Russland und Nordkorea: Ziemlich befreundete Nachbarn

Moskau und Pjöngjang beschließen strategische Partnerschaft und könnten auch Tourismus ausbauen

Eine Stadt in Weiß-Blau-Rot: Russlands Präsident Wladimir Putin wurde in Pjöngjang mit einem Riesenspektakel empfangen.
Eine Stadt in Weiß-Blau-Rot: Russlands Präsident Wladimir Putin wurde in Pjöngjang mit einem Riesenspektakel empfangen.

Kim Jong-un empfing seinen Gast mitten in der Nacht persönlich am Flughafen. Am Mittwochmorgen traf Russlands Präsident Wladimir Putin zum zweiten Mal nach 2000 in Nordkorea ein.

Erst im vergangenen Herbst hatten sich Putin und Kim in Russlands Fernem Osten getroffen und den Weltraumbahnhof Wostotschnyj besichtigt. Damals, so die Meinung von Beobachtern, wurde das Fundament für die Beziehungen zwischen den beiden Staaten gelegt. Der jetzige Besuch soll demonstrieren, dass sich diese Beziehungen bedeutend weiterentwickelt und die militärischen Verbindungen gefestigt haben.
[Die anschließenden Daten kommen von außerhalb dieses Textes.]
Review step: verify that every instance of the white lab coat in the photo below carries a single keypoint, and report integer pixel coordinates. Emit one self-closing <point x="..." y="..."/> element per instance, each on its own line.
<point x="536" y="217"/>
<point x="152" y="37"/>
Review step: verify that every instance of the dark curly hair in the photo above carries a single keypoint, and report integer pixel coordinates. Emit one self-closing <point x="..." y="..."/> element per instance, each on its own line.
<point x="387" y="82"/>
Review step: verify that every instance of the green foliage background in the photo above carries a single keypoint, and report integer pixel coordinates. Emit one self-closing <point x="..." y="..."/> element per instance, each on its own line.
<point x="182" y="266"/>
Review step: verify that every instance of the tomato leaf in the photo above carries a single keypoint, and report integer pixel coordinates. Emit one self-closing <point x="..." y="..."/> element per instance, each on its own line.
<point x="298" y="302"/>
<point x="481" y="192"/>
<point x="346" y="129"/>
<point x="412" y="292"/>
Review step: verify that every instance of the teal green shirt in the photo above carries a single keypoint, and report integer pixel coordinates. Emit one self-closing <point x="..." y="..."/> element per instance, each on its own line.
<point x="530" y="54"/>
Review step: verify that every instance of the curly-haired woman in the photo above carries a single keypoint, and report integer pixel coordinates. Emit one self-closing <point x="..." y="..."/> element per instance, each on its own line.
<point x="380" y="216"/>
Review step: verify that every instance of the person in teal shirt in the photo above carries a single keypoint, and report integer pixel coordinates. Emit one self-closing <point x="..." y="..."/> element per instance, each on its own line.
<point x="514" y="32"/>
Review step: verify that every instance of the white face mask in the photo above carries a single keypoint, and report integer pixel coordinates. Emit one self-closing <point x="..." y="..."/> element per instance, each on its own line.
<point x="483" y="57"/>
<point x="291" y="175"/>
Partnerschaftsvertrag mit Beistandsklausel

Tatsächlich werden die Beziehungen zwischen Moskau und Pjöngjang enger. Der neue Partnerschaftsvertrag, den Kim und Putin unterzeichneten, sei ein »Durchbruch«, der das Verhältnis zwischen Moskau und Pjöngjang auf eine »neue Ebene« hebe, sagte Putin. Was genau im Vertrag, der drei ältere Vereinbarungen ersetzt, steht, ist noch nicht bekannt. Putin verriet nur so viel: »Der heute unterzeichnete umfassende Partnerschaftsvertrag sieht unter anderem gegenseitigen Beistand im Falle einer Aggression gegen eine der Vertragsparteien vor.«

Zudem schließe Russland »für sich eine militärisch-technische Zusammenarbeit mit Nordkorea« nicht aus. Moskau wie Pjöngjang würden sich »weiterhin gegen die Praxis des Strangulierens durch Sanktionen« seitens des Westens wehren, so Putin weiter.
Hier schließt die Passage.